# Mobile, AL bottles



## wonkapete (Oct 6, 2009)

This post is mostly geared to Warren, Marvin, and Robert.. or anyone else that has an interest in Mobile bottles.  I have a couple hundred Mobile bottles.  Haven't picked up any new additions in quite some time.  I figured I must have a majority of them by now, so time to start on a Mobile book.  But, just in the past 2 months, I've picked up 6 Mobile bottles that I didn't have.  That is pure joy and excitement!  Check these out.

 I'll start off with this mug base Gelbke.  I had heard about this mug base one, but had never seen one.  Here it is next to the regular one.  Snagged this one on Ebay for $150.  Gelbke was only around for a couple years in the mid-1890s.







 Next is a Cascade Ginger Ale one of my friends brought me.  She brought me two boxes of old bottles out of her grandmothers shed.  Most were milk bottles.  This one was hiding in the bottom of the box.  On the bottom, it's embossed 'Pallisers Beverage Company - Mobile, Ala'.  I'd never seen this one.






 Here is an absolute mint Gold Crown Ginger Ale from Fosko Bottling.  I had only ever seen one other and the guy wouldn't sell it for anything.  Luckily, this one just turned up!  It's pictured next to the Gold Crown that E. Carre bottled in previous years.

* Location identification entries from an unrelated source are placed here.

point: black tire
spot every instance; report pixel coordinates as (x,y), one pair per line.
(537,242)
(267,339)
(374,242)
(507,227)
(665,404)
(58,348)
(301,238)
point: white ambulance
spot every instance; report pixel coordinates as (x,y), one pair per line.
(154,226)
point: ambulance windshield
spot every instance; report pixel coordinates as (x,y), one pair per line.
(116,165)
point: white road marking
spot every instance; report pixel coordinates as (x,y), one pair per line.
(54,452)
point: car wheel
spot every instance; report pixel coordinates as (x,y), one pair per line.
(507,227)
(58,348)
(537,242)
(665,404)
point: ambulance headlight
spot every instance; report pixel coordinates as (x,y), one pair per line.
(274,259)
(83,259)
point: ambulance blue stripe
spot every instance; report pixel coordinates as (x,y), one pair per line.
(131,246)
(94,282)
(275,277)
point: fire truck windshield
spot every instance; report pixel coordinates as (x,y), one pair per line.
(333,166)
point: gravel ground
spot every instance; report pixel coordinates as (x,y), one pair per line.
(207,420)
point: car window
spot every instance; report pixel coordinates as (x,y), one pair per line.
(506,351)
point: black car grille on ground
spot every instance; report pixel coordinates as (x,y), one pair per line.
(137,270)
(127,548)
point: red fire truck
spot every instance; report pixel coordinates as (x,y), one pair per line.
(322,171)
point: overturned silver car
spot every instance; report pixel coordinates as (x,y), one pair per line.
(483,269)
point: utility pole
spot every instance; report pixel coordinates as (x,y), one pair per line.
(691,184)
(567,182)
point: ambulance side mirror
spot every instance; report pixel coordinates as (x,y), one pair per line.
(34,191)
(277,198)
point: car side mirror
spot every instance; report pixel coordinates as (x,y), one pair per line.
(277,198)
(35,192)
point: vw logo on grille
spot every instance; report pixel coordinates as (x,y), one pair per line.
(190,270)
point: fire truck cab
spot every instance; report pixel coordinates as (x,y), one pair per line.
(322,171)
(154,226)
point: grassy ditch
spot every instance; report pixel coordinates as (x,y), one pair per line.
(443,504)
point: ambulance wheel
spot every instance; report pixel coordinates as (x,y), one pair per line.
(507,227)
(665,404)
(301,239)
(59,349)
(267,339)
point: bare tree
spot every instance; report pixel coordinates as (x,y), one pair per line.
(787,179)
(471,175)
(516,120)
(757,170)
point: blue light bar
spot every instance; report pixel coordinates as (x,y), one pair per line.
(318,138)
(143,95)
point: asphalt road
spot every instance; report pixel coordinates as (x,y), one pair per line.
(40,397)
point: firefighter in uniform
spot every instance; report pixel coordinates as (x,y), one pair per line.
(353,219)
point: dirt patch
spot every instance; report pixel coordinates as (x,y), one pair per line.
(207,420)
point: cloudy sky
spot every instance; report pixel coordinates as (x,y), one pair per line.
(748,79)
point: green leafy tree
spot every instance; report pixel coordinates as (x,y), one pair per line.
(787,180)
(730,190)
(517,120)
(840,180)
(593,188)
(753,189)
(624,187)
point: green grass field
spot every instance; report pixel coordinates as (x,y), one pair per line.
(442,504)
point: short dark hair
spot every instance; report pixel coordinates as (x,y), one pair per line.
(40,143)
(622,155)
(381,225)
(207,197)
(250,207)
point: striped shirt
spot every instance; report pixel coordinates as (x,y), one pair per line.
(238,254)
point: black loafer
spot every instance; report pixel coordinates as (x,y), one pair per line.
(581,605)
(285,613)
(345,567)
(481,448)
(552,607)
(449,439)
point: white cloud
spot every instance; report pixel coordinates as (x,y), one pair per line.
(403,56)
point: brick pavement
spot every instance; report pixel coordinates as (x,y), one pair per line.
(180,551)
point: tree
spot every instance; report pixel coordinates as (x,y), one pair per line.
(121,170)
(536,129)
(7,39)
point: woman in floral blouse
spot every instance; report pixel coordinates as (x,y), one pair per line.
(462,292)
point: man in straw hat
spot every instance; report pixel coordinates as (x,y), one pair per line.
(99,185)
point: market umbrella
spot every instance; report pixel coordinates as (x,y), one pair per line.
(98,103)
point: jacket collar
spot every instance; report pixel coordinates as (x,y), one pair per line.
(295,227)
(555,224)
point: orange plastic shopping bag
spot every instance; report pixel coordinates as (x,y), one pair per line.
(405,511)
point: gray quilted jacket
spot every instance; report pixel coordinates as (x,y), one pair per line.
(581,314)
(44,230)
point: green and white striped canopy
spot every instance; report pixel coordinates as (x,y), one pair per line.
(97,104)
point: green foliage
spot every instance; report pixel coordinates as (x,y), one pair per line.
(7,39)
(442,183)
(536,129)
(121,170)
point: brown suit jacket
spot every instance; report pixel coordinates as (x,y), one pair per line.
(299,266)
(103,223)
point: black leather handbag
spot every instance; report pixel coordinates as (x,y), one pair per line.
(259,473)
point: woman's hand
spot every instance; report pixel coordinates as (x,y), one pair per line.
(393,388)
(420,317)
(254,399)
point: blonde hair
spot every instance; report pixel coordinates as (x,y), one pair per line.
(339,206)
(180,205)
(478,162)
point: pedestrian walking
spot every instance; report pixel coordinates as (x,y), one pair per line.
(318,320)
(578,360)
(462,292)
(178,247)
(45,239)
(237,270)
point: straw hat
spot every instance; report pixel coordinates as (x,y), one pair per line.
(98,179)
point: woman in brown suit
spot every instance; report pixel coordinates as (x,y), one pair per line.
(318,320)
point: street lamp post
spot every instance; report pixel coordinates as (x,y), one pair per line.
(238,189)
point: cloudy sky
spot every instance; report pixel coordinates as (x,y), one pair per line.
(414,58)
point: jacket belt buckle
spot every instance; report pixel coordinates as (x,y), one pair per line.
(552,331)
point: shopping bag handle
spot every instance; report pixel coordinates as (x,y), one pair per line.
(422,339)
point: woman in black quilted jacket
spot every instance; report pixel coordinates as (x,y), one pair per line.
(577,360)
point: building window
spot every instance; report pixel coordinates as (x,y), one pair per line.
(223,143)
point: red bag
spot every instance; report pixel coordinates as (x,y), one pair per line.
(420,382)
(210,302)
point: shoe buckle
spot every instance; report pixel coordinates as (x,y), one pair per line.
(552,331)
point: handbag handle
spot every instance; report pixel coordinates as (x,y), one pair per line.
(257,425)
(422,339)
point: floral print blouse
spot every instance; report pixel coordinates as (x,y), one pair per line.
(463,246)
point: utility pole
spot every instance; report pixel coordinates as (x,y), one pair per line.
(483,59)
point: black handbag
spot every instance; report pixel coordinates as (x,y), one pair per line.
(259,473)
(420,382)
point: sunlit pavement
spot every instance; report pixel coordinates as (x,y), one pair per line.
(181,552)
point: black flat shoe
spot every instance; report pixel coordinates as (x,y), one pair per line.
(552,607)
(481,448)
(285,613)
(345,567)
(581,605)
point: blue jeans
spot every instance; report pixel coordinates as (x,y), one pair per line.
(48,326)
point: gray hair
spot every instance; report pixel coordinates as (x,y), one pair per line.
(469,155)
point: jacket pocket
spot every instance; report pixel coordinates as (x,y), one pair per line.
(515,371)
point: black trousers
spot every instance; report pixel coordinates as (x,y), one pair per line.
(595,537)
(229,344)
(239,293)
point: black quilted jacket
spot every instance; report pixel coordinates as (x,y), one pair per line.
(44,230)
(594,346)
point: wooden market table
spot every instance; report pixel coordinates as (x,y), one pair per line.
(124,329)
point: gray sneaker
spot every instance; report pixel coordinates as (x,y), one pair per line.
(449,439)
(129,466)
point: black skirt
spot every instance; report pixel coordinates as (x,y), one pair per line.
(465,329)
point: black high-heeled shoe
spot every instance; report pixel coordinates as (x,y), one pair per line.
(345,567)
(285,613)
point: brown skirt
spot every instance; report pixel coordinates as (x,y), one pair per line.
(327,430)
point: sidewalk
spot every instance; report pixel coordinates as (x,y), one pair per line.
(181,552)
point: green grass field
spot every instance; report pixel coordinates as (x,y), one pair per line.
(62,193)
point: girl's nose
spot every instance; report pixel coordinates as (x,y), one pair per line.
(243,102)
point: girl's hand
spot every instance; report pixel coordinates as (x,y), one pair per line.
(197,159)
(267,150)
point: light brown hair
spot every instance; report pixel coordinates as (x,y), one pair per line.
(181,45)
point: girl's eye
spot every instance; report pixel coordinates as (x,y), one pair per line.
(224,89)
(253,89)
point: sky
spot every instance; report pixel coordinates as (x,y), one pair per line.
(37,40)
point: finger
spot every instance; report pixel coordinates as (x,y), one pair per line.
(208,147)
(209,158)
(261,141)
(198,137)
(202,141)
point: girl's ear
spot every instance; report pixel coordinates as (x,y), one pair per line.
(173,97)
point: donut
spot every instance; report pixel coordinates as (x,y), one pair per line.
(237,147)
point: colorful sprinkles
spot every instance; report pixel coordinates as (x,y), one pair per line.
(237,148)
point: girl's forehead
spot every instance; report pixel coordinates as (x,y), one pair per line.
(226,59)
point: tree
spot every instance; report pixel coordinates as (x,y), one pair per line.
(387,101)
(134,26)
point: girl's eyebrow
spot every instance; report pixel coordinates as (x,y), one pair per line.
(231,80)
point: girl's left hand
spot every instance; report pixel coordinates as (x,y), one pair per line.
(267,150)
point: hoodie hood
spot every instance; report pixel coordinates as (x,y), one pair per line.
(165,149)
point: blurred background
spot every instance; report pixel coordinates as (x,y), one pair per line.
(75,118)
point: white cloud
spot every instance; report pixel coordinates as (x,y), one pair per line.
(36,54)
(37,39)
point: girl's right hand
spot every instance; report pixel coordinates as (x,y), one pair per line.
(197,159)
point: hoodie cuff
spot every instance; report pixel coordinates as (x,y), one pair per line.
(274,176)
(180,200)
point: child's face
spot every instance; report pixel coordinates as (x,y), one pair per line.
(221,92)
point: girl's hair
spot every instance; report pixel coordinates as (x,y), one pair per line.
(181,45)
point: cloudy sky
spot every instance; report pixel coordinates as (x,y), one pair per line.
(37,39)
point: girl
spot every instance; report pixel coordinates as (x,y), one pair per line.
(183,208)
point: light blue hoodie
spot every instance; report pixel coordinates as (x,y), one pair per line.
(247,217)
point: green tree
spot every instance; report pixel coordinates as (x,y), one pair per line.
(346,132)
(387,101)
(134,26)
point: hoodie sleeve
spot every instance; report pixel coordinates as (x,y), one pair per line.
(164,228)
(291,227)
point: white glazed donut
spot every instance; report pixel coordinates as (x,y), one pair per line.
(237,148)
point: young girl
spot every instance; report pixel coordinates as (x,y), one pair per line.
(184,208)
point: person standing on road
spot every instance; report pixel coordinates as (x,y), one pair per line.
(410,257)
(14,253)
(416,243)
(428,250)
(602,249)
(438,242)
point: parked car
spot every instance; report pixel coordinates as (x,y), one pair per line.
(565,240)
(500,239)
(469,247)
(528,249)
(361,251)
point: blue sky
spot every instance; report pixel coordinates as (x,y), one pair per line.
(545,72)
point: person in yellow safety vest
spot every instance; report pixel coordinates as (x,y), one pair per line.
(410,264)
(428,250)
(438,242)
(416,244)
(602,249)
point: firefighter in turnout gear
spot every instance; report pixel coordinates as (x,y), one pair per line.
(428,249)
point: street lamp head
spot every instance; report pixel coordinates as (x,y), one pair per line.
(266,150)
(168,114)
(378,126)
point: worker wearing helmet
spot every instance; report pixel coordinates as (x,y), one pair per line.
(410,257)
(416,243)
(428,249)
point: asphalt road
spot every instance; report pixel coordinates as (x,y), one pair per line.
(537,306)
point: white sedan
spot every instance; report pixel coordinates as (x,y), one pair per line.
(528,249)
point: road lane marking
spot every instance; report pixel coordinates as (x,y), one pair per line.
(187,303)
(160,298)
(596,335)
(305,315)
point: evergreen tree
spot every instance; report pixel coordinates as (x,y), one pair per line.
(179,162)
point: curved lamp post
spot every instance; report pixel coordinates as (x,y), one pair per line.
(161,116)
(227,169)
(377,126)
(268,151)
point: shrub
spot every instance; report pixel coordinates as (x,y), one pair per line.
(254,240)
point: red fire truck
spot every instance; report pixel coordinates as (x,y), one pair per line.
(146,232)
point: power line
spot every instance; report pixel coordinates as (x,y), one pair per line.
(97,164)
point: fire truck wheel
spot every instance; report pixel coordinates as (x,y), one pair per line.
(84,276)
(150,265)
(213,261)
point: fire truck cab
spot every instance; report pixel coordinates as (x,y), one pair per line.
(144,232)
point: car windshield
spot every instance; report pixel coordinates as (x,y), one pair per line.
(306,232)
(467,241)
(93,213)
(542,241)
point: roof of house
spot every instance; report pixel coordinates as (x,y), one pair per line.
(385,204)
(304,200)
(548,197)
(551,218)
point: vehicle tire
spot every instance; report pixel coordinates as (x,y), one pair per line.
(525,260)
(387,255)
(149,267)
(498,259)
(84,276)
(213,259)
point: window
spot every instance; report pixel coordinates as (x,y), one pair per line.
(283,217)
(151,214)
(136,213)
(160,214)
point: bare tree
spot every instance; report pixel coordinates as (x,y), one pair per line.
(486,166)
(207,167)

 Wow, I picked up this next one over the past weekend at a junk shop.  It's the Palliser's on the right.  Notice the fancy script writing.  Has 'Mobile, Ala' in fancy script around the base.  Warren, you said you had dozens of different Pallisers once.  Did you have this one?  I have tons of other variations, but had never seen this one.  While not that old (1930s1940s?), it must have been produced for a very short time.  I can't believe I've never seen one in my 25 yrs of collecting.






 At the same junk shop, picked up this crippled Chaser, on the right.  






 While most of the label is gone, the ghost label on the back reads, ' Russ Beverage Company - Mobile, Ala'. 

 I wish I could find a minty one, but I'll settle for this one.  I'd never seen it.  Back in January, I remember Digger posting one like this but it was his Tenn one.  Same type of bottle though.  At least I know what the label looked like.  Anyone have one by chance??  






 This one I already had is also from Russ Beverage.  It's in good shape, just not as old.






 Lastly, I was floored to find this one.  Picked up a group of Carre bottles from this guy.  I have dozens of Carre bottles, but what's a few more.  So, I pay just a few dollars a piece and get home to start cleaning them up.  Low and behold, there is a typo Carre.  Notice the misspelled Carre on the right.  Has an 'i' in the name.  This is one of the rarest Mobile bottles and in excellent condition.  Tom Lines has it listed in his book, as "1 to 5 known to exist"!






 Is bottle collecting a blast or what?!?


----------



## #1twin (Oct 8, 2009)

Hey man, that is a great bunch of bottles. I really like the hutches and the mispelled Carre bottle. We should get together and dig some time. Thanks for showing them.   Marvin


----------



## capsoda (Oct 8, 2009)

Got to love the Palliser's and E Carrie bottles. There are about 20 or so different Palliser's bottles to collect. I had a big set of them and only got one in Mobile. The rest I dug in Pensacola. The E Carrie bottles were common over here too. The were bottling in Pensacola for a while. I guess the Palliser's all came over on the train or boats.


----------